Ya he dicho a mi gente cercana que debí empadronarme en Chicago, Illinois, para poder votar a Kamala Harris y así entregar mi confianza política a alguien verdaderamente merecedora de mi admiración. Lo cierto es que el Partido Demócrata de los Estados Unidos de América produce mucha envidia: desde Pete Buttigieg a Bernie Sanders, de Cory Booker hasta Elizabeth Warren, pasando por Bill de Blasio, Alexandria Ocasio-Cortez y Beto O’Rourke. Todos universitarios, con trayectoria profesional previa y una exquisitez absoluta como oradores.

Entre ellos brilla Kamala Harris, que en menos de veinte años ha sido Fiscal de Distrito en San Francisco, Fiscal General de California y la segunda afroamericana en el Senado de los Estados Unidos. Ya había despuntado desde 2008 como uno de los perfiles con potencial para ser primera presidenta de los Estados Unidos. Aquellos augurios se equivocaron por bien poco.

De impoluto blanco, el color que simboliza la protesta silenciosa de las mujeres demócratas en política contra Donald Trump, y con la corbata de lazo que tantas veces usó la precursora Margaret Thatcher, Harris fue más inspiradora que nunca en su alocución inicial junto al presidente electo, Joe Biden: “Seré la primera mujer vicepresidenta, pero no la última”. Tras agradecer a sus votantes que durante cuatro años se manifestaran “por la igualdad y la justicia, por nuestras vidas y por nuestro planeta”, les felicitó por el claro mensaje que se lanzó en las elecciones americanas: “Eligieron esperanza, decencia y verdad”.

Esa firmeza en el discurso, la determinación con que camina, su mirada inteligente, todo en ella transmite ganas de ir mañana a tu trabajo a comerte el mundo… Pero era un sueño. Vivo en España, donde el gañán y el culichichi son más valorados que el profesional, donde el auxiliar administrativo tiene que opositar para ser funcionario, pero hay dudas ciertas sobre las tesis doctorales, las licenciaturas y los currículos de quien nos gobierna u opta a hacerlo.

Aquí, mi Gobierno lidera un plan contra las fake news. El Ministerio de la Verdad, lo llaman algunos, como si fueran pocos los veintidós actuales. Al parecer, a golpe de decreto pretenden fortalecer la libertad de expresión, examinando el pluralismo de los medios de comunicación. ¿Quién vigilaría la veracidad de las noticias? Obvio: Una estructura dedocrática dominada por la Secretaría de Estado de Comunicación, dependiente del presidente del Gobierno.

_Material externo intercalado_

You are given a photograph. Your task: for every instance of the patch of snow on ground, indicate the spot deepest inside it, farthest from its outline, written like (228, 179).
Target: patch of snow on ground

Cacicada, totalitarismo, denuncias. Así lo define la oposición, donde tampoco veo referentes de coherencia. El Gobierno se defiende, paternalista, diciendo que busca protegernos (al vecino, se entiende) de ataques externos, que no es cuestión de ideología, y que la libertad de información y de prensa no se tocan. “Es que la orden ministerial no se ha explicado bien”, he llegado a oír. A estas alturas hay que explicar el Boletín Oficial del Estado. Este es el nivel.

Entonces, hago mías las palabras de @marselinouu, un tuitero que cuenta cosas con mucho sentido, cuando añora los tiempos en que éramos una anodina democracia, cuyo único hecho político relevante era el especial de fin de año a base de gazapos en el Congreso de los Diputados, cuando no sabíamos el número de ministerios, ni qué es un jefe de gabinete. Yo añoro, como él, las épocas en que ni Dios conocía al concejal de Cultura de Madrid.

Los españoles, dice, vivimos anclados en un momento histórico inusual: “Lo que al principio parecía interesante por excepcional e irrepetible, ya empieza a cansar”. Como ciudadano, no me importa el nombre del director general de no sé qué. Solo le pido que trabaje y que no surja del nepotismo y el servil peloteo. Quiero a mi antigua Españita, que me la han robado.

O lo mismo me empadrono en Chicago para poder votar en 2024 por Kamala Harris.